Paul L. Caron

Thursday, March 23, 2023

Taxing Nudity: State 'Pole Taxes' Violate The First Amendment

Alexander Volokh (Emory; Google Scholar), Taxing Nudity: Discriminatory Taxes, Secondary Effects, and Tiers of Scrutiny:

In recent years, states have passed “pole taxes,” i.e., taxes targeting nude dancing at adult entertainment establishments. Such taxes generally target establishments where alcohol is consumed, and the proceeds generally fund programs that benefit victims of sex crimes (or similar). Some of these taxes are “erotic-expression taxes” that specifically target sexual dance or other expressive conduct, while others are more general “nudity taxes” that are not defined by reference to expressive conduct.

State governments have defended such taxes against First Amendment attack on the theory that (1) such taxes combat negative secondary effects and (under Renton v. Playtime Theaters) should be analyzed under intermediate scrutiny as though they were content-neutral, and (2) such taxes survive intermediate scrutiny given sufficient evidence of the linkage between the establishments and the secondary effects.

I make two independent claims here. First, erotic-expression taxes are subject to strict scrutiny because they are content-discriminatory.

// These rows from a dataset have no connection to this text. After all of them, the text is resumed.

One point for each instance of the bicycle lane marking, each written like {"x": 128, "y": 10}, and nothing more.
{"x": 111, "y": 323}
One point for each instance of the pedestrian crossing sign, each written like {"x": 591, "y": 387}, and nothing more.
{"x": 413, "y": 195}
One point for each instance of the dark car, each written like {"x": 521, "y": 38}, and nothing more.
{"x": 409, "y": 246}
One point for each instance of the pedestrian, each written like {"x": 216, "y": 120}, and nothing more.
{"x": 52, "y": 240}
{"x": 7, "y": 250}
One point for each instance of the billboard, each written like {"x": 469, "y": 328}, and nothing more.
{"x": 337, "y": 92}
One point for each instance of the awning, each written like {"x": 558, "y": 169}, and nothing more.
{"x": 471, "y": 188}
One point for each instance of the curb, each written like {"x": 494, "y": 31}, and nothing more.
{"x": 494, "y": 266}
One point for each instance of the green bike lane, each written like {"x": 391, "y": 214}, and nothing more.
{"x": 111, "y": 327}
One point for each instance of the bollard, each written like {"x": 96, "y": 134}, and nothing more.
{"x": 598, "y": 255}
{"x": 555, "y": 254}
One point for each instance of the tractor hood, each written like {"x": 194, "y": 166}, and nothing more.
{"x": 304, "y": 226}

The Renton exception has never been applied to taxes (as opposed to regulations). Nor should it be extended to taxes: on the contrary, a strict-scrutiny approach is more consistent with modern First Amendment caselaw.

Second, for both erotic-expression taxes and nudity taxes, regardless of the level of scrutiny, the government can pursue its legitimate goals equally well by raising the same amount of money from general revenues. Thus, these targeted taxes are not “narrowly tailored” even under the lower standard of intermediate scrutiny.

Both types of taxes are thus unconstitutional, regardless of the level of scrutiny, and regardless of the strength of the evidence against adult entertainment establishments.